This invention relates to a method for fabricating capacitors in a dynamic RAM.
The capacitors in the dynamic RAM function as memory elements in each memory cell, and the quality of the dielectric film constituting the capacitors has crucial significance in improving the operational reliability of the memory elements.
In the capacitors of typical dynamic RAMs, above all, in the stack type capacitors for high integration memories, the dielectric film has a three-layer structure composed of, for example, a silicon oxide film, a silicon nitride film and a second silicon oxide film.
For increasing the capacitance while simultaneously aiming at high integration of the memory cells, it is necessary to form a material with a high dielectric constant into a thin film. A technique for such thin film formation is disclosed in, for example, "Effects of Thermal Nitridation on Underlying layer in SiO.sub.2 /SiN.sub.x Structure" in Extended Abstracts of the Japan Society of Applied Physics and Related Societies, 38th Spring Meeting, 1991, page 595, Lecture Number 28p-V-4. According to this technique, an impurity-containing polysilicon layer constituting a lower electrode of the capacitor is processed with rapid thermal nitridation to form a thermal nitride film on its surface.
Meanwhile, if a native oxide film is formed on the surface of a lower electrode layer which is one of the electrodes of the capacitor, the film quality at a boundary to the nitride layer is deteriorated to increase leakage currents and consequently the operational reliability of the dielectric layer. As a technique for forming a high reliability dielectric film, there is known a technique described in JP Patent KOKAI Publication H-3-125473 (1991), according to which a nitride film is first deposited by the low pressure CVD method on the surface of an impurity-free lower electrode layer and impurities are introduced into the lower electrode layer by ion implantation via the nitride film to prevent the native oxide film from being produced.
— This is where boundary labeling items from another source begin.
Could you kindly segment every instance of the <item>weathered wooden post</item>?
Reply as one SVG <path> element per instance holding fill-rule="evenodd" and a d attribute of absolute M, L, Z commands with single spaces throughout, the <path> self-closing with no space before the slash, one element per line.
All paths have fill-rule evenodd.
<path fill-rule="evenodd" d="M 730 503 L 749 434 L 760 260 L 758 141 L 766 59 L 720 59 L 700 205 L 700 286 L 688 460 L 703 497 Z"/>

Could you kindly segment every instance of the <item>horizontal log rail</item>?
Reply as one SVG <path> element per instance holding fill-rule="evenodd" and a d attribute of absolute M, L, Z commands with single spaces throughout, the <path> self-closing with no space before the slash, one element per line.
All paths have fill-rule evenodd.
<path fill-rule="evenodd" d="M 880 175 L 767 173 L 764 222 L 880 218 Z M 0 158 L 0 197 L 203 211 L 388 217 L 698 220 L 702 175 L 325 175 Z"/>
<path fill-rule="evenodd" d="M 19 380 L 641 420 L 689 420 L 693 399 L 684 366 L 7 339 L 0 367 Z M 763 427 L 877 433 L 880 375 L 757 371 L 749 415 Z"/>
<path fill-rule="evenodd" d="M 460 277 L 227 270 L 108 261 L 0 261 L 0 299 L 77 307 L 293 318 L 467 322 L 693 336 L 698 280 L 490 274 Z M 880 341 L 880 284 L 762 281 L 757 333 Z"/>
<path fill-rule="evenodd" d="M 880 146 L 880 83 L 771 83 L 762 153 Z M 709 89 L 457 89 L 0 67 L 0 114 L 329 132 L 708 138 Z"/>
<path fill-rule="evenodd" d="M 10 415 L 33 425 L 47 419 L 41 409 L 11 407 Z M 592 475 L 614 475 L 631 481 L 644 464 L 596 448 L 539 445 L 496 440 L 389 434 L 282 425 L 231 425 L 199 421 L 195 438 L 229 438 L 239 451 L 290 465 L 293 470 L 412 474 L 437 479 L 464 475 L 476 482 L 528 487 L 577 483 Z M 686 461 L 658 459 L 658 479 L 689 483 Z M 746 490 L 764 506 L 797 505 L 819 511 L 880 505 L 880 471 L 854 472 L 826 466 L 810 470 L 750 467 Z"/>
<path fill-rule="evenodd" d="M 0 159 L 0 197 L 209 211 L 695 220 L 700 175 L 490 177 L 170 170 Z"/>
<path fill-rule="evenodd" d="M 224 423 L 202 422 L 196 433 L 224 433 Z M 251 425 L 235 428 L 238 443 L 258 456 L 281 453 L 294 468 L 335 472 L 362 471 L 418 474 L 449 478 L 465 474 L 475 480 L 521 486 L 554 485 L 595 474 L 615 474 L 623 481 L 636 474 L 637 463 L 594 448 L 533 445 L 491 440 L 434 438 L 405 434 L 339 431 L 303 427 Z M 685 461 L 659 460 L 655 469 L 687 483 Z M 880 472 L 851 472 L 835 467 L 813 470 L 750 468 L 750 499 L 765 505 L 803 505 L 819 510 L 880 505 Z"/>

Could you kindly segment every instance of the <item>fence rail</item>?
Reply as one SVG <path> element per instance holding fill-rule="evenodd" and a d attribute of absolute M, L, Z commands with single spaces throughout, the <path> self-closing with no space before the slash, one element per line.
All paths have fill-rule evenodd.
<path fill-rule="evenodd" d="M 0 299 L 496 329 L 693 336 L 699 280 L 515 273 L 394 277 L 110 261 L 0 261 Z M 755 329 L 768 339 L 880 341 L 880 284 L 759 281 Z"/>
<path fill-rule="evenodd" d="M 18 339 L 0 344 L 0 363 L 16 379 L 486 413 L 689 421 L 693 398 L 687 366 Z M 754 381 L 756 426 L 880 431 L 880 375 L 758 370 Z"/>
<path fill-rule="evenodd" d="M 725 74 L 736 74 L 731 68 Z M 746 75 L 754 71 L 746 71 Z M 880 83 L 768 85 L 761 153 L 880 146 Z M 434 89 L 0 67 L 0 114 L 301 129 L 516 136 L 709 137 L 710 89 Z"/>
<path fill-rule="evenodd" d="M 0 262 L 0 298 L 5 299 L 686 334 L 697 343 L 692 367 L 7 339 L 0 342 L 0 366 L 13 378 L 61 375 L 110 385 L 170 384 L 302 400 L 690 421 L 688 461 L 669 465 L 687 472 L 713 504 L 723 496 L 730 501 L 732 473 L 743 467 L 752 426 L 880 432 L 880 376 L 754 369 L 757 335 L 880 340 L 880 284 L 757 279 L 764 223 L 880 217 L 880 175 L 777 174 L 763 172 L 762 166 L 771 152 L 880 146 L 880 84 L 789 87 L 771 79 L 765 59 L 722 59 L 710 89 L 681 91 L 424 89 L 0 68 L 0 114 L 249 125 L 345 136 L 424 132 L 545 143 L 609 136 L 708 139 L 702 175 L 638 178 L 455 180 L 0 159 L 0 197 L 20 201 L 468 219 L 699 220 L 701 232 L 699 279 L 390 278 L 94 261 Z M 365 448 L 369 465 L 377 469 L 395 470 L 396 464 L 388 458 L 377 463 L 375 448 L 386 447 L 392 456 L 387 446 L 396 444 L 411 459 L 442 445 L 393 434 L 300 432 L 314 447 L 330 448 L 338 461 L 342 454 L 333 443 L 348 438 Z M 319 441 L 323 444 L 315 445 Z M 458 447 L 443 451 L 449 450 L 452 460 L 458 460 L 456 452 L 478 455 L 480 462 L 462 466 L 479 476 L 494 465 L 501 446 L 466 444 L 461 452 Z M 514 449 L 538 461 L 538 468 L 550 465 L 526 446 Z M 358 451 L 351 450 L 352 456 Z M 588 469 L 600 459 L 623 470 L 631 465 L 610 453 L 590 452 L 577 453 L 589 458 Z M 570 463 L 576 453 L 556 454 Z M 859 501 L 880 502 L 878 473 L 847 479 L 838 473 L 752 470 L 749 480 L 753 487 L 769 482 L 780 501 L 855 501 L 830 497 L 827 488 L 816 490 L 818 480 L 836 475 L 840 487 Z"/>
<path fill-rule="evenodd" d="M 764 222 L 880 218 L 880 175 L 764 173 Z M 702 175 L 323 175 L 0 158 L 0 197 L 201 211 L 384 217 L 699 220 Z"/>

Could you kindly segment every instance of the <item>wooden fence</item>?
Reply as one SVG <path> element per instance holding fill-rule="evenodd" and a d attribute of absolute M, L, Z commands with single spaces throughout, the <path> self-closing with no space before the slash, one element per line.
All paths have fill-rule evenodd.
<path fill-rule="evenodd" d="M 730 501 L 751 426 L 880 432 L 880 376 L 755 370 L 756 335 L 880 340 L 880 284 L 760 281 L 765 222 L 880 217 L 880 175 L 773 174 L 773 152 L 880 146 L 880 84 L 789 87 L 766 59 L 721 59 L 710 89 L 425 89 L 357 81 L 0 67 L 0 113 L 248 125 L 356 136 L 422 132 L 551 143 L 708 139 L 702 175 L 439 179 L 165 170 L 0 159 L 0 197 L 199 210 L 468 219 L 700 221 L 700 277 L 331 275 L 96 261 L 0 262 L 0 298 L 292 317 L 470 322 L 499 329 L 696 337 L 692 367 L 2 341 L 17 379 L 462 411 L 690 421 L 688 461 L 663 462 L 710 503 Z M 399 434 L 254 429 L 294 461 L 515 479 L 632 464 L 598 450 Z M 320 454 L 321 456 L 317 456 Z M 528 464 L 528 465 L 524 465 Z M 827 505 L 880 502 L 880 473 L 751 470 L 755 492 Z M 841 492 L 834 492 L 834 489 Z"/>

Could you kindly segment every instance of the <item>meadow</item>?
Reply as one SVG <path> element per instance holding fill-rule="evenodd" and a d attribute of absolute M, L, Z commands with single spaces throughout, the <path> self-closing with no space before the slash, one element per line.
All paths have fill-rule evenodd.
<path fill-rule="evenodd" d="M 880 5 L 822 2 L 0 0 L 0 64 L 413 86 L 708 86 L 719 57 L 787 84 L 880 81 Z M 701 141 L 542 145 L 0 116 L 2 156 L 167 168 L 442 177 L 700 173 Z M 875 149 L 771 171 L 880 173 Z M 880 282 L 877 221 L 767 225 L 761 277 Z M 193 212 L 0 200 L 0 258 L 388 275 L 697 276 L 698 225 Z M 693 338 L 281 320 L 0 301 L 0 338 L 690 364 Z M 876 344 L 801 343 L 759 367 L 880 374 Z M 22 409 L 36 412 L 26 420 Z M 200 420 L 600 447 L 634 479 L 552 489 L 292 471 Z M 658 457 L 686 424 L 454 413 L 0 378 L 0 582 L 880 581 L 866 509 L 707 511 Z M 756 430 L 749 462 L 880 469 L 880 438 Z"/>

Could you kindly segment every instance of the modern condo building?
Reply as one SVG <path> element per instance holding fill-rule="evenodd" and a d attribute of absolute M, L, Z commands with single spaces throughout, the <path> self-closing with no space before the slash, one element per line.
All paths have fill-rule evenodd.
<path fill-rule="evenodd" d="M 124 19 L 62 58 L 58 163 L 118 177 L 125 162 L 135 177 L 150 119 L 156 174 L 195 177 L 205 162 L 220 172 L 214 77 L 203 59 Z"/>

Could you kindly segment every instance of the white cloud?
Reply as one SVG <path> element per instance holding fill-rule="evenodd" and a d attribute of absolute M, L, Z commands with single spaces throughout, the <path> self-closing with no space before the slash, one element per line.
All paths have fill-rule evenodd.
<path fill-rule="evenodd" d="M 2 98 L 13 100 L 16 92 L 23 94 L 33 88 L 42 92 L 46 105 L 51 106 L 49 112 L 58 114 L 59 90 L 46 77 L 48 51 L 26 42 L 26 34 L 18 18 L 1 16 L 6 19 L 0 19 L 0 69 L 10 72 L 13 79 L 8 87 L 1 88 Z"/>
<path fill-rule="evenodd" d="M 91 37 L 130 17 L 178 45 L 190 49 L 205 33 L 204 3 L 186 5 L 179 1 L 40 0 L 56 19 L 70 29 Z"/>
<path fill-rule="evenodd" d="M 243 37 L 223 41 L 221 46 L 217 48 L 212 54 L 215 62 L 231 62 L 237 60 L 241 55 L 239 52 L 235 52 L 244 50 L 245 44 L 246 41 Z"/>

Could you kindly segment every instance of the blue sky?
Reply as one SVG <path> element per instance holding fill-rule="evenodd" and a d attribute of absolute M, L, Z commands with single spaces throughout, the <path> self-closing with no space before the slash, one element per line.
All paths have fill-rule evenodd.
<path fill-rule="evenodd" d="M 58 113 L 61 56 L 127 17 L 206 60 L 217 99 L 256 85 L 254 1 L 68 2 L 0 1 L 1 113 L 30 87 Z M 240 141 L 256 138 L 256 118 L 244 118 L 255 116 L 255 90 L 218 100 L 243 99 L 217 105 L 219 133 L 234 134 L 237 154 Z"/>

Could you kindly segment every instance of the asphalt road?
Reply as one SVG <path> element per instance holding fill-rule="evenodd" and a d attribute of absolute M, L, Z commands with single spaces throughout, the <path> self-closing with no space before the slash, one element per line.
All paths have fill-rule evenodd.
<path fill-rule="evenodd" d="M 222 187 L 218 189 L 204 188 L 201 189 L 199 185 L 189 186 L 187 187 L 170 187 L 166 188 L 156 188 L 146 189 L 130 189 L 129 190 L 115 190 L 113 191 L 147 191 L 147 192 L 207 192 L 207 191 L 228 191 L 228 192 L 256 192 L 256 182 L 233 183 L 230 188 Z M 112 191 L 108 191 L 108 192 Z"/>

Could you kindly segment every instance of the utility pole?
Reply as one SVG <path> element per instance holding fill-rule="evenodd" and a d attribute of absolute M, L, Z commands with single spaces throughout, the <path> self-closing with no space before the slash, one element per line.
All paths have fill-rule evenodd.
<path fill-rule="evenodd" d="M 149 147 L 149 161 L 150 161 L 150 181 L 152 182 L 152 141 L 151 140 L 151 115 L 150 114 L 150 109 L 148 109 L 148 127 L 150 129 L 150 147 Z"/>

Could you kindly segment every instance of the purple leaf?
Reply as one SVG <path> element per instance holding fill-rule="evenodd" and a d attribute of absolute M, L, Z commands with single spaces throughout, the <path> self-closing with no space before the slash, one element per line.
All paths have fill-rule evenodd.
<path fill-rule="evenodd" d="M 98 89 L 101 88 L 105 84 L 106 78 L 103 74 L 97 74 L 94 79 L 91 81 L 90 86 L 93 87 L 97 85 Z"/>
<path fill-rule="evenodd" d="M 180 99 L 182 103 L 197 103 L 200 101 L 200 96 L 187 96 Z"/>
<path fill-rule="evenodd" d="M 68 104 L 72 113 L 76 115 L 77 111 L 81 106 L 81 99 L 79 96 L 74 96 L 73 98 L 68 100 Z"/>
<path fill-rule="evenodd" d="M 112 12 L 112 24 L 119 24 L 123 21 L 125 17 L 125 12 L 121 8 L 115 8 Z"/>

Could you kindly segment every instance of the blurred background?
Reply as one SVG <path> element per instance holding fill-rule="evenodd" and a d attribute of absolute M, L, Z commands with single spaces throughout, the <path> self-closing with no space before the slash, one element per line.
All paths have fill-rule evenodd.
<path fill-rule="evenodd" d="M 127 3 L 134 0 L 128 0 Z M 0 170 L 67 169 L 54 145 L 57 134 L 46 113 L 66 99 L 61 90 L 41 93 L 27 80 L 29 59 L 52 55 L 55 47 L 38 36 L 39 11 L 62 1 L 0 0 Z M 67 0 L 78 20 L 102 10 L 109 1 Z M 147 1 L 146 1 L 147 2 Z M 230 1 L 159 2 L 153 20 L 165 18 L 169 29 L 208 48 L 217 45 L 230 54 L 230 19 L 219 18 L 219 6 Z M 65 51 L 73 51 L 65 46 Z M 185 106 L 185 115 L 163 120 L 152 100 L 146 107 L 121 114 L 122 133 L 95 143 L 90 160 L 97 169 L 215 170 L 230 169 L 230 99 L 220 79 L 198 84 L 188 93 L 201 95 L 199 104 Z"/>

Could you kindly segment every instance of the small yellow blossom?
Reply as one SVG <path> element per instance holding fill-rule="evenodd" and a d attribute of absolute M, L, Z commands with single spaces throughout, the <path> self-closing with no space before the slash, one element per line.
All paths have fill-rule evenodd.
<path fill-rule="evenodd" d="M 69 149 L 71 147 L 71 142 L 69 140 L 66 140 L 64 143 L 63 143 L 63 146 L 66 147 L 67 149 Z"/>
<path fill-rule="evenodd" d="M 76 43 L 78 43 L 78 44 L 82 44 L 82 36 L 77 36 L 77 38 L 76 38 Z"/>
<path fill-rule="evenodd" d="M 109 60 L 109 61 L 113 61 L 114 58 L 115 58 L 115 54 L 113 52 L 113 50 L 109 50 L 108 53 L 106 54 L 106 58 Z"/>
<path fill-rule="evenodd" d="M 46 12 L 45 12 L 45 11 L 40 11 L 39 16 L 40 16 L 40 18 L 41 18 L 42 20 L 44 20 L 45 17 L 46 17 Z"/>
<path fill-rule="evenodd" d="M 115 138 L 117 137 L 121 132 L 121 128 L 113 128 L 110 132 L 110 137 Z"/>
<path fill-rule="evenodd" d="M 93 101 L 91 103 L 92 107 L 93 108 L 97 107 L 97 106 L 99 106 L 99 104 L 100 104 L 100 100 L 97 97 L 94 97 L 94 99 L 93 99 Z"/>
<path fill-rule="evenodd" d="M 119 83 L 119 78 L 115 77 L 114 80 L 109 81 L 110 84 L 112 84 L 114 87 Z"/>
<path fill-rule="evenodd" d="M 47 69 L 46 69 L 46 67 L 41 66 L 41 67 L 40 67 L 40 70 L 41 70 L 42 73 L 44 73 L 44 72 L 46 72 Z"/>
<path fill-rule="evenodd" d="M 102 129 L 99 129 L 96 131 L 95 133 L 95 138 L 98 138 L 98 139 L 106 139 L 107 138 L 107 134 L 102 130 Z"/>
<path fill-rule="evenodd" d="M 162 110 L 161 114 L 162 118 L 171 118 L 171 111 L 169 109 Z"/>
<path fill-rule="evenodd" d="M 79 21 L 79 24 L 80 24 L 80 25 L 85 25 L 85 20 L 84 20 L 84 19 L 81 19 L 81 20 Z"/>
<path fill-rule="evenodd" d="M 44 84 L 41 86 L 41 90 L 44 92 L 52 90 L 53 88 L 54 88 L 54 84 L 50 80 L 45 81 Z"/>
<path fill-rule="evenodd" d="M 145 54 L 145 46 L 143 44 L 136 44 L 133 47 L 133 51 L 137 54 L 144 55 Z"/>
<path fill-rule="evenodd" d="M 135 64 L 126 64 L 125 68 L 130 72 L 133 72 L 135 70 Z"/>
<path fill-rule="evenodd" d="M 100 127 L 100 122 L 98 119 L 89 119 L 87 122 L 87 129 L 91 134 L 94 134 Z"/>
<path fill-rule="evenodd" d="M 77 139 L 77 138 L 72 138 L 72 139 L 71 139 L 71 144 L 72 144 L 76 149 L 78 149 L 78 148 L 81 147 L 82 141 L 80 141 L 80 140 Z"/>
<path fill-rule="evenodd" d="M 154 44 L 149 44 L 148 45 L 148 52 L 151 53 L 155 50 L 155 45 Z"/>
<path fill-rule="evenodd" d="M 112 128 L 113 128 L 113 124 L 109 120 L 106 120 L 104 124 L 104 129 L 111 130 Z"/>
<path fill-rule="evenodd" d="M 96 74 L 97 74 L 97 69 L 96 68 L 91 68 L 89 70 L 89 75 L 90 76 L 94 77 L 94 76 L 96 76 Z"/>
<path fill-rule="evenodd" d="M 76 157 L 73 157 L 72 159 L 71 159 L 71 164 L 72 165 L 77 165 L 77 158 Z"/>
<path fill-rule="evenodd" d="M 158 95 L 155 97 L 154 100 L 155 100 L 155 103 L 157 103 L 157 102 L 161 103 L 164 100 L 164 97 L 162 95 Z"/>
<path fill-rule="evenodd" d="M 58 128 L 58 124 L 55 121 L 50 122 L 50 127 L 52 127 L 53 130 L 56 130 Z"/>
However, by these prior-art methods, the dielectric film cannot be improved satisfactorily in operational reliability.
First, with the method of generating the thermal nitride film on the surface of the lower electrode layer by the RTN method, a native oxide film is grown as a bottom oxide layer on the surface of the impurity-containing lower electrode layer to deteriorate the long-term reliability of the dielectric film. On this thermal nitride film, a nitride film is stacked by the low-pressure CVD method. Although the oxidation by air entrained into the CVD furnace may be prevented at this time from occurring, a native oxide film is grown during the water-washing step following a hydrofluoric acid treatment as a pre-CVD process, so that the dielectric film is deteriorated inevitably in operational reliability.
On the other hand, with the technique described in the JP Patent Publication No.H-3-125473, damages produced during 1on implantation are left in the nitride film during the time the impurities are introduced by ion implantation into the lower electrode layer which functions as a memory node, thereby again lowering the reliability of the dielectric film.